Some people might stand in the shadow of Mobile, Alabama's Cochran-Africatown Bridge and see nothing but the sprawling tank farms, barges and coal terminals that clutter the Mobile River's banks, stretching northward from south of downtown to historic Africatown and beyond.   

Others might see Plains Marketing’s looming terminal and wonder if its giant storage tanks hold some of the millions of gallons of toxic tar sand oil (also known as bitumen, dilbit or heavy crude) that arrive in Mobile each day on Canadian National trains.

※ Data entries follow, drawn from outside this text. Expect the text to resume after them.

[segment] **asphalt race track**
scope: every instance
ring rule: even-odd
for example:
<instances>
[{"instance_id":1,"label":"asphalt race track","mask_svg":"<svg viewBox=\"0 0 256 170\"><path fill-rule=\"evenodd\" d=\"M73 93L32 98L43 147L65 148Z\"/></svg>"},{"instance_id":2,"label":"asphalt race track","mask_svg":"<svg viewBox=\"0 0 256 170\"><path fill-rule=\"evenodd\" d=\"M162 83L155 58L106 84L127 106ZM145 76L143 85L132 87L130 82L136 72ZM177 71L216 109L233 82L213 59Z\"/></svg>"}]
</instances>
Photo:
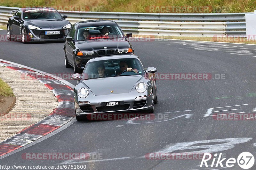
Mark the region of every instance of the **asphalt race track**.
<instances>
[{"instance_id":1,"label":"asphalt race track","mask_svg":"<svg viewBox=\"0 0 256 170\"><path fill-rule=\"evenodd\" d=\"M0 31L0 34L5 32ZM223 120L212 116L256 113L256 46L154 39L131 43L143 66L156 68L159 75L165 74L159 78L167 79L157 80L158 102L154 113L165 113L167 120L74 121L52 136L0 159L1 164L85 165L88 169L242 169L236 163L226 167L227 159L236 159L245 152L256 156L253 118ZM64 65L64 45L1 41L0 58L50 73L71 74L73 68ZM168 79L165 76L170 73L208 73L213 79ZM224 74L222 79L218 78L221 74ZM216 168L215 164L210 167L212 158L207 162L209 167L200 168L201 160L196 159L145 156L171 152L222 153L227 159L223 167ZM98 153L103 159L35 160L21 156L38 153Z\"/></svg>"}]
</instances>

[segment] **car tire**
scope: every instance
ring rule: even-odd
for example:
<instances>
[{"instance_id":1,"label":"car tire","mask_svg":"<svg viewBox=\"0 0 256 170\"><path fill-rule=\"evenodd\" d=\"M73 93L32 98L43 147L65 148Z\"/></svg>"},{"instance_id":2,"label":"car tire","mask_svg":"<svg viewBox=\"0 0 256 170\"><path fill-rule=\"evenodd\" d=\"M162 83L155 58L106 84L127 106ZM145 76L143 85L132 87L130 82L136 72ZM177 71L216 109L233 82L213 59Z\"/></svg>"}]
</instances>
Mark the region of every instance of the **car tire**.
<instances>
[{"instance_id":1,"label":"car tire","mask_svg":"<svg viewBox=\"0 0 256 170\"><path fill-rule=\"evenodd\" d=\"M157 92L156 91L156 79L155 80L155 86L156 86L156 98L154 99L154 104L156 104L158 102L157 100Z\"/></svg>"},{"instance_id":2,"label":"car tire","mask_svg":"<svg viewBox=\"0 0 256 170\"><path fill-rule=\"evenodd\" d=\"M74 68L74 72L76 73L80 73L83 72L83 69L79 69L77 66L76 66L76 61L75 60L75 55L73 55L74 58L74 64L73 64L73 67Z\"/></svg>"},{"instance_id":3,"label":"car tire","mask_svg":"<svg viewBox=\"0 0 256 170\"><path fill-rule=\"evenodd\" d=\"M67 53L66 53L66 50L64 51L64 52L65 53L65 56L64 56L64 62L65 63L65 66L66 67L66 68L70 68L72 66L71 66L69 64L68 64L68 58L67 57Z\"/></svg>"},{"instance_id":4,"label":"car tire","mask_svg":"<svg viewBox=\"0 0 256 170\"><path fill-rule=\"evenodd\" d=\"M11 33L11 29L9 25L7 25L7 26L6 34L7 35L7 39L9 41L11 41L12 40L12 34Z\"/></svg>"},{"instance_id":5,"label":"car tire","mask_svg":"<svg viewBox=\"0 0 256 170\"><path fill-rule=\"evenodd\" d=\"M26 43L28 40L27 39L27 34L26 33L26 31L25 30L25 29L24 27L21 29L21 42L23 44Z\"/></svg>"}]
</instances>

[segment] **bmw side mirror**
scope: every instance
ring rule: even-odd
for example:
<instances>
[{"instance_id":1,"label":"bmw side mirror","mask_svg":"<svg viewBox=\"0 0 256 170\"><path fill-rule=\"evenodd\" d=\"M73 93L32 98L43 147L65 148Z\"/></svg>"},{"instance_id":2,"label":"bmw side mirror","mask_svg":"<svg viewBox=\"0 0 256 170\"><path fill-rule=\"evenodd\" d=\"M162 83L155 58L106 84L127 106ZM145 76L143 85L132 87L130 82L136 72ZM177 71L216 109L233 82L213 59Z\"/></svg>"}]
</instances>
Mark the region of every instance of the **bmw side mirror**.
<instances>
[{"instance_id":1,"label":"bmw side mirror","mask_svg":"<svg viewBox=\"0 0 256 170\"><path fill-rule=\"evenodd\" d=\"M66 38L66 40L67 41L73 41L72 37L67 37Z\"/></svg>"},{"instance_id":2,"label":"bmw side mirror","mask_svg":"<svg viewBox=\"0 0 256 170\"><path fill-rule=\"evenodd\" d=\"M20 19L20 18L19 16L15 16L14 17L14 18L17 20Z\"/></svg>"},{"instance_id":3,"label":"bmw side mirror","mask_svg":"<svg viewBox=\"0 0 256 170\"><path fill-rule=\"evenodd\" d=\"M146 73L155 73L157 71L157 70L155 67L150 67L148 68L148 69L146 70Z\"/></svg>"},{"instance_id":4,"label":"bmw side mirror","mask_svg":"<svg viewBox=\"0 0 256 170\"><path fill-rule=\"evenodd\" d=\"M126 34L126 38L131 37L132 36L132 33Z\"/></svg>"},{"instance_id":5,"label":"bmw side mirror","mask_svg":"<svg viewBox=\"0 0 256 170\"><path fill-rule=\"evenodd\" d=\"M71 76L71 79L72 80L80 80L81 77L79 73L76 73Z\"/></svg>"}]
</instances>

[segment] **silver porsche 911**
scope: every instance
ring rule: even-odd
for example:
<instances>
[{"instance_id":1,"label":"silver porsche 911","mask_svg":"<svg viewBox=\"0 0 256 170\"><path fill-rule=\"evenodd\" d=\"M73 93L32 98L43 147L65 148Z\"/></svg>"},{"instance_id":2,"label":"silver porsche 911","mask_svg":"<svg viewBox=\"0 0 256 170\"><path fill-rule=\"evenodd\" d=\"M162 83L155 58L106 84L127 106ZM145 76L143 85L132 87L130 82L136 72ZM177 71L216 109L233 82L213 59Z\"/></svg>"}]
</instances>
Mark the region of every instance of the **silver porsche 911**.
<instances>
[{"instance_id":1,"label":"silver porsche 911","mask_svg":"<svg viewBox=\"0 0 256 170\"><path fill-rule=\"evenodd\" d=\"M154 111L157 102L154 67L145 69L138 56L122 55L92 58L74 89L76 119L88 114L144 110Z\"/></svg>"}]
</instances>

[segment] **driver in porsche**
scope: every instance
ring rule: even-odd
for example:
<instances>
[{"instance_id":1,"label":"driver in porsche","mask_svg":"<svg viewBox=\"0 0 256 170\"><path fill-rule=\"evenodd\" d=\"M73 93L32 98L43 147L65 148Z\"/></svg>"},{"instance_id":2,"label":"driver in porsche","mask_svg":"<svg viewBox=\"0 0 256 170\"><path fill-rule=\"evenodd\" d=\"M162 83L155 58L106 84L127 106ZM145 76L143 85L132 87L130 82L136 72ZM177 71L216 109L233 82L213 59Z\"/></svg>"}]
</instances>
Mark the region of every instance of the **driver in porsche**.
<instances>
[{"instance_id":1,"label":"driver in porsche","mask_svg":"<svg viewBox=\"0 0 256 170\"><path fill-rule=\"evenodd\" d=\"M136 69L132 69L131 67L128 67L128 64L126 61L120 61L119 63L119 67L121 70L121 72L118 73L117 76L119 76L125 70L127 70L127 71L133 71L136 74L139 73L138 70Z\"/></svg>"}]
</instances>

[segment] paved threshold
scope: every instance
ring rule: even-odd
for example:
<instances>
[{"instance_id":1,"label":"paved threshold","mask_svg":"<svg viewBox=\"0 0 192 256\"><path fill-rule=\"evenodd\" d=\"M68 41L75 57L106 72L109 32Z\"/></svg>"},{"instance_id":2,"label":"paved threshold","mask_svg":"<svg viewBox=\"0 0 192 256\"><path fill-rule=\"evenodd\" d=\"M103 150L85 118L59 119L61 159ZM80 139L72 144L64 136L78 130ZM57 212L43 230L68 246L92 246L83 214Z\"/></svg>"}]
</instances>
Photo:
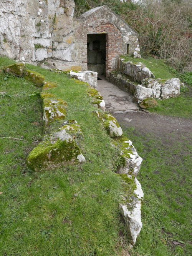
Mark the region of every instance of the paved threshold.
<instances>
[{"instance_id":1,"label":"paved threshold","mask_svg":"<svg viewBox=\"0 0 192 256\"><path fill-rule=\"evenodd\" d=\"M117 113L139 110L137 105L132 102L133 96L107 81L104 76L99 75L99 78L102 80L98 80L97 90L105 101L106 110Z\"/></svg>"}]
</instances>

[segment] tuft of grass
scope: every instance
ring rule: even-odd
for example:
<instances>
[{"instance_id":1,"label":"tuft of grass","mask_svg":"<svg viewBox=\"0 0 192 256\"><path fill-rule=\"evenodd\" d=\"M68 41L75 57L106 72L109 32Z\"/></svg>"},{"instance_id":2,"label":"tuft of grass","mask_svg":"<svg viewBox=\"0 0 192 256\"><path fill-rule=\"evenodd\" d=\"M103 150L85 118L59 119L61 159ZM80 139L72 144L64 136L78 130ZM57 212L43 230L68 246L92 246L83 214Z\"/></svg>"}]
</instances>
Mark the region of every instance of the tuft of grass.
<instances>
[{"instance_id":1,"label":"tuft of grass","mask_svg":"<svg viewBox=\"0 0 192 256\"><path fill-rule=\"evenodd\" d=\"M192 98L189 95L187 96L185 96L182 94L177 98L163 100L157 100L158 106L149 108L149 110L161 115L191 118Z\"/></svg>"},{"instance_id":2,"label":"tuft of grass","mask_svg":"<svg viewBox=\"0 0 192 256\"><path fill-rule=\"evenodd\" d=\"M132 62L135 63L142 62L153 73L156 78L170 79L175 77L175 75L169 70L168 66L164 63L163 60L153 58L139 59L129 55L123 55L121 57L124 59L125 62Z\"/></svg>"},{"instance_id":3,"label":"tuft of grass","mask_svg":"<svg viewBox=\"0 0 192 256\"><path fill-rule=\"evenodd\" d=\"M0 68L13 63L1 58ZM40 89L22 78L1 73L1 91L12 96L0 96L0 136L27 141L1 140L0 254L121 255L126 246L119 236L124 233L118 209L122 188L120 177L112 171L116 153L90 113L95 108L86 86L64 73L26 66L58 84L49 92L67 101L67 119L81 125L84 137L76 142L86 162L41 173L27 168L26 157L44 134Z\"/></svg>"},{"instance_id":4,"label":"tuft of grass","mask_svg":"<svg viewBox=\"0 0 192 256\"><path fill-rule=\"evenodd\" d=\"M143 135L134 127L123 130L144 159L138 175L144 194L143 227L131 255L189 256L192 148L189 136L179 142L174 132L165 139Z\"/></svg>"}]
</instances>

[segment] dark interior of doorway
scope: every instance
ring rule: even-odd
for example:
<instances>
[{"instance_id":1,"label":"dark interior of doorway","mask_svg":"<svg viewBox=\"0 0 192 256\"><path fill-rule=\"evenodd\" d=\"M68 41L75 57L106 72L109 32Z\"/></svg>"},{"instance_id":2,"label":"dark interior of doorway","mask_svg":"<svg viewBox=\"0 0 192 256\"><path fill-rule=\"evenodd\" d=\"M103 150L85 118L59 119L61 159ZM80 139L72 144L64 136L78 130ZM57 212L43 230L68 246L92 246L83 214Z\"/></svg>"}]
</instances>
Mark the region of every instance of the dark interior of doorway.
<instances>
[{"instance_id":1,"label":"dark interior of doorway","mask_svg":"<svg viewBox=\"0 0 192 256\"><path fill-rule=\"evenodd\" d=\"M88 70L105 75L106 34L87 35L87 60Z\"/></svg>"}]
</instances>

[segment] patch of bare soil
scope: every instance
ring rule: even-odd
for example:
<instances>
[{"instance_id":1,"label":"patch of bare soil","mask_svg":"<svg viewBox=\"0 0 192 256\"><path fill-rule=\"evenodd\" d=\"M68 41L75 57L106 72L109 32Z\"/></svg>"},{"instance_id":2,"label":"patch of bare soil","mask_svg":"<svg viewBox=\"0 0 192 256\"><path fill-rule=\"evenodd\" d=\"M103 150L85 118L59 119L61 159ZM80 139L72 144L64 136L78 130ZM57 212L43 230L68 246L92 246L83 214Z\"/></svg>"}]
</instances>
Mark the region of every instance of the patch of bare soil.
<instances>
[{"instance_id":1,"label":"patch of bare soil","mask_svg":"<svg viewBox=\"0 0 192 256\"><path fill-rule=\"evenodd\" d=\"M184 137L191 138L192 121L190 119L142 111L112 114L122 126L134 126L141 134L151 133L154 137L161 137L165 142L170 138L178 141Z\"/></svg>"}]
</instances>

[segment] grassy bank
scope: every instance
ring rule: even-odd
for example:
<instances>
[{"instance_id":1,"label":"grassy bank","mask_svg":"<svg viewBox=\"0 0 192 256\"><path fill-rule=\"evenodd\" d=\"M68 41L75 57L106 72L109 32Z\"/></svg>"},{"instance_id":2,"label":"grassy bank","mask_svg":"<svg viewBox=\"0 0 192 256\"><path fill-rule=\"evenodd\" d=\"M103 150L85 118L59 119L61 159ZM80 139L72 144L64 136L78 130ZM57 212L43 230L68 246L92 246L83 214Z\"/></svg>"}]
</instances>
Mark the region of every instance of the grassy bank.
<instances>
[{"instance_id":1,"label":"grassy bank","mask_svg":"<svg viewBox=\"0 0 192 256\"><path fill-rule=\"evenodd\" d=\"M156 78L170 79L175 77L174 74L169 71L168 66L164 63L163 60L152 58L141 58L139 59L129 55L122 55L121 57L124 59L125 62L132 62L134 63L142 62L155 75Z\"/></svg>"},{"instance_id":2,"label":"grassy bank","mask_svg":"<svg viewBox=\"0 0 192 256\"><path fill-rule=\"evenodd\" d=\"M13 62L0 58L0 69ZM68 104L68 119L81 125L77 142L87 161L33 173L25 161L44 135L40 89L22 78L0 74L0 254L119 255L124 246L118 200L116 153L98 119L90 114L85 85L38 67L28 68L58 83L54 92ZM125 242L125 246L127 242Z\"/></svg>"},{"instance_id":3,"label":"grassy bank","mask_svg":"<svg viewBox=\"0 0 192 256\"><path fill-rule=\"evenodd\" d=\"M144 159L138 176L144 194L143 226L131 255L189 256L192 249L189 135L184 135L179 142L173 132L165 139L144 135L136 127L124 131Z\"/></svg>"}]
</instances>

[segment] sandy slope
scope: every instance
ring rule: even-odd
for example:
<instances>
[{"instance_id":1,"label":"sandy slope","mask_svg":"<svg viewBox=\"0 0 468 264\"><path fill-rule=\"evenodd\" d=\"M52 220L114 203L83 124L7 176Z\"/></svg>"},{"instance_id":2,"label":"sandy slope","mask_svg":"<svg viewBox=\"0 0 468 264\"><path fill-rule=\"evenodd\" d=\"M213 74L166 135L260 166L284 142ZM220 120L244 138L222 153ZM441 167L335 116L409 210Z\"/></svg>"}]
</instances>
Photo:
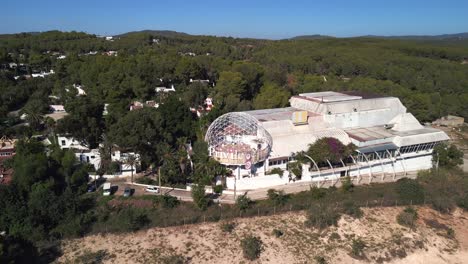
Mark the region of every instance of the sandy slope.
<instances>
[{"instance_id":1,"label":"sandy slope","mask_svg":"<svg viewBox=\"0 0 468 264\"><path fill-rule=\"evenodd\" d=\"M319 231L304 226L303 212L270 217L239 219L232 233L220 223L172 228L153 228L125 235L93 235L66 241L60 263L75 263L78 256L106 250L105 263L160 263L162 257L180 254L190 263L248 263L240 249L246 234L259 236L264 251L256 263L315 263L323 256L328 263L468 263L468 213L460 210L441 215L419 208L415 230L396 223L402 208L364 209L364 217L342 217L337 227ZM447 237L445 227L429 227L424 220L436 220L455 230ZM284 232L272 235L273 229ZM353 238L365 241L365 257L350 256Z\"/></svg>"}]
</instances>

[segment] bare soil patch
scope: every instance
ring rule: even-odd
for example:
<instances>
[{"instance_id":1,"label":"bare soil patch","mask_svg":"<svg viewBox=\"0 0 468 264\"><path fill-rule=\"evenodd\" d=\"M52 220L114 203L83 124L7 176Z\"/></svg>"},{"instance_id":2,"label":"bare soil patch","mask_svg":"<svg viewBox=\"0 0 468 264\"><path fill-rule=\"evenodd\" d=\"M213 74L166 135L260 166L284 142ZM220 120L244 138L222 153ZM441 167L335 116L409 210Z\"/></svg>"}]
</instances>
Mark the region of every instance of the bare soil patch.
<instances>
[{"instance_id":1,"label":"bare soil patch","mask_svg":"<svg viewBox=\"0 0 468 264\"><path fill-rule=\"evenodd\" d=\"M337 226L323 230L304 225L304 212L238 219L232 232L222 222L152 228L128 234L91 235L63 243L59 263L77 263L83 256L99 255L104 263L164 263L181 255L188 263L249 263L240 240L247 234L261 238L264 251L253 263L466 263L468 213L440 214L418 208L415 229L400 226L401 207L363 209L364 216L343 216ZM447 229L453 229L453 236ZM273 230L280 230L281 236ZM351 256L353 239L365 242L364 256ZM93 255L94 254L94 255Z\"/></svg>"}]
</instances>

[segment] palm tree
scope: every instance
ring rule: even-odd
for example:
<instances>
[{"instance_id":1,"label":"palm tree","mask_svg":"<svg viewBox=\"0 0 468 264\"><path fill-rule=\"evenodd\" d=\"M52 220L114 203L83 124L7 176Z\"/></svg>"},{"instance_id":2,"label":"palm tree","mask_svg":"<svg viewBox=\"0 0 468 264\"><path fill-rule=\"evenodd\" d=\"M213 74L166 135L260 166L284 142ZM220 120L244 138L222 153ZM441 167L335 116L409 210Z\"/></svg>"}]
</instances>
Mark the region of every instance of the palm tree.
<instances>
[{"instance_id":1,"label":"palm tree","mask_svg":"<svg viewBox=\"0 0 468 264\"><path fill-rule=\"evenodd\" d=\"M132 173L132 178L131 181L133 183L133 167L135 164L138 162L138 158L134 154L128 154L127 157L125 158L125 164L130 165L131 173Z\"/></svg>"}]
</instances>

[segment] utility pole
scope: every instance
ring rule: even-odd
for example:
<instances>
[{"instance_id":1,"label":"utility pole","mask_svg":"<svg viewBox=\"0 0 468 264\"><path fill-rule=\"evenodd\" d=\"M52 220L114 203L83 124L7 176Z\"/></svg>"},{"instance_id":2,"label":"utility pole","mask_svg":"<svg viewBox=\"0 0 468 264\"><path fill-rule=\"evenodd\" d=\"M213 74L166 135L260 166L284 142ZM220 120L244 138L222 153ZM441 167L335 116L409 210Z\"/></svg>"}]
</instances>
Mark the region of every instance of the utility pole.
<instances>
[{"instance_id":1,"label":"utility pole","mask_svg":"<svg viewBox=\"0 0 468 264\"><path fill-rule=\"evenodd\" d=\"M240 175L240 167L237 167L237 174ZM234 176L234 201L236 200L237 176Z\"/></svg>"},{"instance_id":2,"label":"utility pole","mask_svg":"<svg viewBox=\"0 0 468 264\"><path fill-rule=\"evenodd\" d=\"M161 166L158 167L159 193L161 193Z\"/></svg>"}]
</instances>

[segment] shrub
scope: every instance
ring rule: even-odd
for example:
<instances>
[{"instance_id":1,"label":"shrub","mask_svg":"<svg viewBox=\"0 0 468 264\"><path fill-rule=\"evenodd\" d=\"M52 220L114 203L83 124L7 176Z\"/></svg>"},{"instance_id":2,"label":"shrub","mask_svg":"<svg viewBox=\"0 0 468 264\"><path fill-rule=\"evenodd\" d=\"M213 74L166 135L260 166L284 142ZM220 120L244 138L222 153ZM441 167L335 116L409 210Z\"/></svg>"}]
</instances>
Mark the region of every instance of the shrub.
<instances>
[{"instance_id":1,"label":"shrub","mask_svg":"<svg viewBox=\"0 0 468 264\"><path fill-rule=\"evenodd\" d=\"M250 200L249 197L247 197L247 193L240 195L236 199L236 205L241 211L245 211L249 209L252 204L253 204L253 201Z\"/></svg>"},{"instance_id":2,"label":"shrub","mask_svg":"<svg viewBox=\"0 0 468 264\"><path fill-rule=\"evenodd\" d=\"M468 211L468 193L458 199L457 205Z\"/></svg>"},{"instance_id":3,"label":"shrub","mask_svg":"<svg viewBox=\"0 0 468 264\"><path fill-rule=\"evenodd\" d=\"M233 222L222 223L220 227L221 227L221 230L223 232L231 233L234 230L234 228L236 227L236 224L233 223Z\"/></svg>"},{"instance_id":4,"label":"shrub","mask_svg":"<svg viewBox=\"0 0 468 264\"><path fill-rule=\"evenodd\" d=\"M448 197L432 199L431 205L437 211L446 213L449 213L455 207L454 202Z\"/></svg>"},{"instance_id":5,"label":"shrub","mask_svg":"<svg viewBox=\"0 0 468 264\"><path fill-rule=\"evenodd\" d=\"M359 206L357 206L353 201L345 201L343 203L343 213L354 218L360 218L363 215L361 208L359 208Z\"/></svg>"},{"instance_id":6,"label":"shrub","mask_svg":"<svg viewBox=\"0 0 468 264\"><path fill-rule=\"evenodd\" d=\"M175 208L180 204L180 201L177 199L177 197L170 196L168 194L157 197L159 197L159 201L161 201L161 204L164 208Z\"/></svg>"},{"instance_id":7,"label":"shrub","mask_svg":"<svg viewBox=\"0 0 468 264\"><path fill-rule=\"evenodd\" d=\"M147 184L147 185L156 185L157 184L154 179L151 179L149 177L138 178L138 179L136 179L136 182L140 183L140 184Z\"/></svg>"},{"instance_id":8,"label":"shrub","mask_svg":"<svg viewBox=\"0 0 468 264\"><path fill-rule=\"evenodd\" d=\"M272 234L275 236L275 237L281 237L284 235L283 231L279 230L279 229L273 229L273 232Z\"/></svg>"},{"instance_id":9,"label":"shrub","mask_svg":"<svg viewBox=\"0 0 468 264\"><path fill-rule=\"evenodd\" d=\"M343 192L352 192L354 189L354 184L351 181L351 177L345 177L344 181L341 182L341 190Z\"/></svg>"},{"instance_id":10,"label":"shrub","mask_svg":"<svg viewBox=\"0 0 468 264\"><path fill-rule=\"evenodd\" d=\"M242 253L248 260L255 260L260 257L263 251L263 243L259 237L249 235L241 240Z\"/></svg>"},{"instance_id":11,"label":"shrub","mask_svg":"<svg viewBox=\"0 0 468 264\"><path fill-rule=\"evenodd\" d=\"M453 230L452 228L447 228L447 237L449 238L455 238L455 230Z\"/></svg>"},{"instance_id":12,"label":"shrub","mask_svg":"<svg viewBox=\"0 0 468 264\"><path fill-rule=\"evenodd\" d=\"M275 206L284 205L289 199L289 195L284 194L283 191L277 191L274 189L269 189L267 191L267 196L268 199L272 201Z\"/></svg>"},{"instance_id":13,"label":"shrub","mask_svg":"<svg viewBox=\"0 0 468 264\"><path fill-rule=\"evenodd\" d=\"M416 180L403 178L396 183L396 192L405 202L422 203L424 201L424 188Z\"/></svg>"},{"instance_id":14,"label":"shrub","mask_svg":"<svg viewBox=\"0 0 468 264\"><path fill-rule=\"evenodd\" d=\"M75 262L98 264L106 260L108 255L109 253L106 250L98 250L96 252L85 251L85 253L75 259Z\"/></svg>"},{"instance_id":15,"label":"shrub","mask_svg":"<svg viewBox=\"0 0 468 264\"><path fill-rule=\"evenodd\" d=\"M269 174L269 175L271 175L271 174L278 174L280 177L283 177L283 170L280 169L280 168L274 168L274 169L272 169L268 174Z\"/></svg>"},{"instance_id":16,"label":"shrub","mask_svg":"<svg viewBox=\"0 0 468 264\"><path fill-rule=\"evenodd\" d=\"M188 260L182 255L170 255L161 258L163 264L185 264Z\"/></svg>"},{"instance_id":17,"label":"shrub","mask_svg":"<svg viewBox=\"0 0 468 264\"><path fill-rule=\"evenodd\" d=\"M206 197L205 185L203 184L192 185L192 199L195 205L200 210L204 211L206 210L206 208L208 208L210 200Z\"/></svg>"},{"instance_id":18,"label":"shrub","mask_svg":"<svg viewBox=\"0 0 468 264\"><path fill-rule=\"evenodd\" d=\"M307 212L306 225L325 228L331 225L336 225L340 219L340 213L337 207L330 204L314 204Z\"/></svg>"},{"instance_id":19,"label":"shrub","mask_svg":"<svg viewBox=\"0 0 468 264\"><path fill-rule=\"evenodd\" d=\"M117 218L121 219L124 228L131 231L139 230L150 222L144 210L132 208L123 209Z\"/></svg>"},{"instance_id":20,"label":"shrub","mask_svg":"<svg viewBox=\"0 0 468 264\"><path fill-rule=\"evenodd\" d=\"M366 243L364 243L360 238L353 239L353 242L351 243L351 255L354 257L363 257L365 247Z\"/></svg>"},{"instance_id":21,"label":"shrub","mask_svg":"<svg viewBox=\"0 0 468 264\"><path fill-rule=\"evenodd\" d=\"M327 260L323 256L315 256L314 260L317 264L327 264Z\"/></svg>"},{"instance_id":22,"label":"shrub","mask_svg":"<svg viewBox=\"0 0 468 264\"><path fill-rule=\"evenodd\" d=\"M327 190L324 188L318 188L316 186L310 188L310 196L312 196L314 200L322 199L326 194Z\"/></svg>"},{"instance_id":23,"label":"shrub","mask_svg":"<svg viewBox=\"0 0 468 264\"><path fill-rule=\"evenodd\" d=\"M406 207L403 212L397 215L397 222L400 225L413 228L418 219L418 212L413 207Z\"/></svg>"},{"instance_id":24,"label":"shrub","mask_svg":"<svg viewBox=\"0 0 468 264\"><path fill-rule=\"evenodd\" d=\"M288 170L295 176L294 180L300 180L302 178L302 164L298 161L288 163ZM291 177L291 174L289 174Z\"/></svg>"},{"instance_id":25,"label":"shrub","mask_svg":"<svg viewBox=\"0 0 468 264\"><path fill-rule=\"evenodd\" d=\"M223 186L222 185L215 185L213 187L213 192L216 194L221 194L223 192Z\"/></svg>"},{"instance_id":26,"label":"shrub","mask_svg":"<svg viewBox=\"0 0 468 264\"><path fill-rule=\"evenodd\" d=\"M438 161L440 167L453 168L463 164L463 151L459 150L454 144L438 144L434 147L432 155L432 159Z\"/></svg>"}]
</instances>

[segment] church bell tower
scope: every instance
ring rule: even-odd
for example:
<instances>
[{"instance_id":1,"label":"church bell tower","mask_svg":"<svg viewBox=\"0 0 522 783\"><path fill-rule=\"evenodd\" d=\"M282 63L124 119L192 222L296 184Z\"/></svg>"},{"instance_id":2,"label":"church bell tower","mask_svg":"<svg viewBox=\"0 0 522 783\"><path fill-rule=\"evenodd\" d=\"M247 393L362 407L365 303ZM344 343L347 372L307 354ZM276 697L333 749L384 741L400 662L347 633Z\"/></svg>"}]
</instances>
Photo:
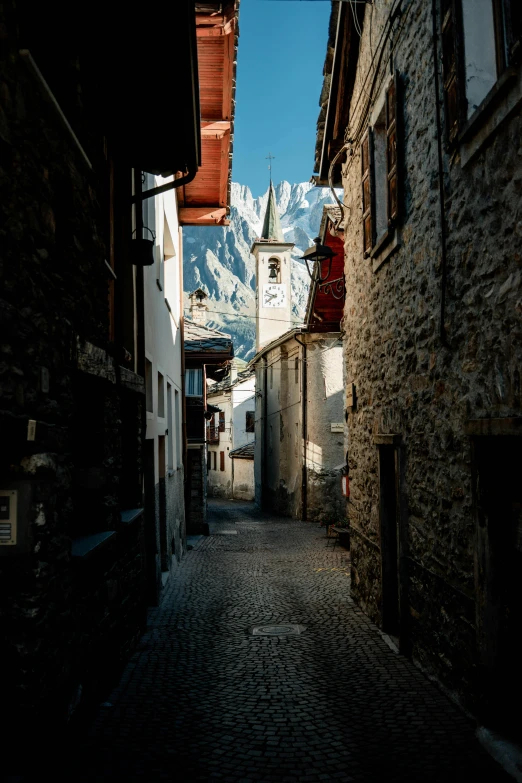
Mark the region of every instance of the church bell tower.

But Lorna Woods, a 5th generation direct descendant of Africatown’s original residents sees the place where her great-great granddaddy Cha-lee and his brother Cudjoe first set foot on North American soil after a long, harrowing journey from Africa. She knows that Africatown’s roots grew out of these formerly lush marshes along the mighty and once-pristine Mobile River.
 
“That’s the trail that when they brought the slaves off the Clotilda…they brought a boat under where the Cochran Bridge is now, they took ‘em off and brought ‘em up the hill”, she explained, pointing toward the river.
 
The trans-Atlantic slave trade had been outlawed for more than fifty years when wealthy Mobile businessman Timothy Meaher brought the last known ship filled with captured Africans into the United States. Some say he lost a $100,000 bet that he could do it without being caught.
 
Authorities were already on to Meaher and his co-conspirators by the time the Clotilda arrived in Mobile Bay. Under the cover of darkness, the crew and cargo – including the Africans – were smuggled up the Mobile River in smaller boats.  They landed on the river’s verdant banks, near land owned by the Meaher family, where Africatown sits today. Although Meaher lost his bet and was brought to trial, he was never convicted.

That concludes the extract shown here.